"Musimy nie tylko mówić jednym głosem, ale i działać w jedności, bo to, kim będziemy jutro, zależy od tego, co zrobimy dziś" – mówił Donald Tusk w Białym Domu. Szef Rady Europejskiej spotkał się tam z prezydentem USA Barackiem Obamą. „Kiedy jesteśmy zjednoczeni, będziemy w stanie położyć kres polityce agresji Rosji przeciw sąsiadom. Przeszłość pokazała, że jeśli jesteśmy zjednoczeni, możemy z sukcesem pokonać terror" – podkreślał były premier.

Zobacz również:

Politycy mówili o sojuszu Ameryki z Europą, współpracy i wspólnych celach. Obama  i Tusk podkreślili, że Stany Zjednoczone i Stary Kontynent muszą wypracować skuteczny nadzór nad tym, by wypełniono porozumienie z Mińska dotyczące zawieszenia broni na Ukrainie.
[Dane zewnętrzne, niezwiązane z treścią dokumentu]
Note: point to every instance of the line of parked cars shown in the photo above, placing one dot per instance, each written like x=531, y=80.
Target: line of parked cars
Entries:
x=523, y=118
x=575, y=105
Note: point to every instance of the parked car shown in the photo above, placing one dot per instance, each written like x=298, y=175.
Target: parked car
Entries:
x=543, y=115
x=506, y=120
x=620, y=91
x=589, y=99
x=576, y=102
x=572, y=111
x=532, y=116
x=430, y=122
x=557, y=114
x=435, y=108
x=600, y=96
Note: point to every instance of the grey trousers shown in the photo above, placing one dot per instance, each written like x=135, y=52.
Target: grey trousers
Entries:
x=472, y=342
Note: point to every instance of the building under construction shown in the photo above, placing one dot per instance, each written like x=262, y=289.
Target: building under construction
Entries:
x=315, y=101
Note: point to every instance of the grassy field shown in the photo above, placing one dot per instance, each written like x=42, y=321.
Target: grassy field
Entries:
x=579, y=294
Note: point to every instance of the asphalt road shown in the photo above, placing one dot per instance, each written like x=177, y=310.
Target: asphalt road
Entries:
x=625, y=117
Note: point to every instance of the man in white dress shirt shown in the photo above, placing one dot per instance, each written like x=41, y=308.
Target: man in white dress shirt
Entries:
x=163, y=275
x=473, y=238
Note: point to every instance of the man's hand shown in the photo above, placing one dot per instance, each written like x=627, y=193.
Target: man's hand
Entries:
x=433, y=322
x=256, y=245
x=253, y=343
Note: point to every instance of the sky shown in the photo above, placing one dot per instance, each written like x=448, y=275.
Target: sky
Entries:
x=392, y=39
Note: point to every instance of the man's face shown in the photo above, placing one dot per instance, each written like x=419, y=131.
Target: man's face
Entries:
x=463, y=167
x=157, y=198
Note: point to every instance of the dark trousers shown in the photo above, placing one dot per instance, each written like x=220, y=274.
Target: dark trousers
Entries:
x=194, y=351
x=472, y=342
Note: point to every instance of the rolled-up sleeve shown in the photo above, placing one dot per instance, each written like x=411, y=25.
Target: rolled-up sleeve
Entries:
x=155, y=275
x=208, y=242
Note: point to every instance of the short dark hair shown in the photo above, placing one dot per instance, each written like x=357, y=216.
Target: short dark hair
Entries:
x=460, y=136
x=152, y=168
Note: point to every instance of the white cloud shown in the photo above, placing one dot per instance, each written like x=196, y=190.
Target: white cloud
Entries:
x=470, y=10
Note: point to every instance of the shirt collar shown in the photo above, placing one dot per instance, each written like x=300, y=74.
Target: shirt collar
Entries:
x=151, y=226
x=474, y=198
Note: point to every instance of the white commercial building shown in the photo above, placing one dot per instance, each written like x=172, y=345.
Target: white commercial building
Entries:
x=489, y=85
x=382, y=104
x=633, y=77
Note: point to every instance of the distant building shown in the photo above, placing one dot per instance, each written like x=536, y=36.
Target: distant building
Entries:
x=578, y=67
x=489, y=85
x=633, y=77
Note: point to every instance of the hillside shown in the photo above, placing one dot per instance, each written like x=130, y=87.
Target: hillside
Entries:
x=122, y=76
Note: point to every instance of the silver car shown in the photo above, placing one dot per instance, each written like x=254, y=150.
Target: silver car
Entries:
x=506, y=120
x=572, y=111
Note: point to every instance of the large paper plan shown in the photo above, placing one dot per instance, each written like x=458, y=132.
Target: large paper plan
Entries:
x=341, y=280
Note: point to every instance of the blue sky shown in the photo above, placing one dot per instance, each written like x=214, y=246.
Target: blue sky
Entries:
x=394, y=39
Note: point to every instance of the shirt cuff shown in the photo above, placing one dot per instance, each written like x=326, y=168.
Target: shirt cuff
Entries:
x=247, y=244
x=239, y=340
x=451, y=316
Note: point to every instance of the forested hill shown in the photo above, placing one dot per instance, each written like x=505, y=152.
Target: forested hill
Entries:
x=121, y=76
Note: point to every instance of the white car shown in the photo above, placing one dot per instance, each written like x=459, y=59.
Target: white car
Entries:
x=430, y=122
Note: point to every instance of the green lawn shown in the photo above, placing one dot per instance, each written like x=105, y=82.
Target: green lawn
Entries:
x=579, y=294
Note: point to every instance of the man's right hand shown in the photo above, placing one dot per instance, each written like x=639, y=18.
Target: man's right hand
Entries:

Nasi wrogowie, którzy używają wobec nas propagandy, dokonują aktów przemocy, naruszają suwerenność naszych sąsiadów, chcą osłabić polityczną społeczność Zachodu - mówił Tusk. Podkreślił, że istnieje "potrzeba większej niż kiedykolwiek jedności Europy i Stanów Zjednoczonych".

Także prezydent Barack Obama zauważył, że USA i Europa muszą zachować jedność wobec kryzysu na Ukrainie. Musimy zachować silną jedność, jeśli chodzi o sankcje (nałożone na Rosję) - stwierdził Obama dodając, że sojusznicy powinni pomóc Ukrainie "zachować suwerenność" w czasach, gdy jest ona zagrożona.

W rozmowach Tuska i Obamy w Białym Domu uczestniczyli ze strony USA wiceprezydent Joe Biden, doradczyni ds. bezpieczeństwa narodowego Susan Rice i szef amerykańskiej dyplomacji John Kerry.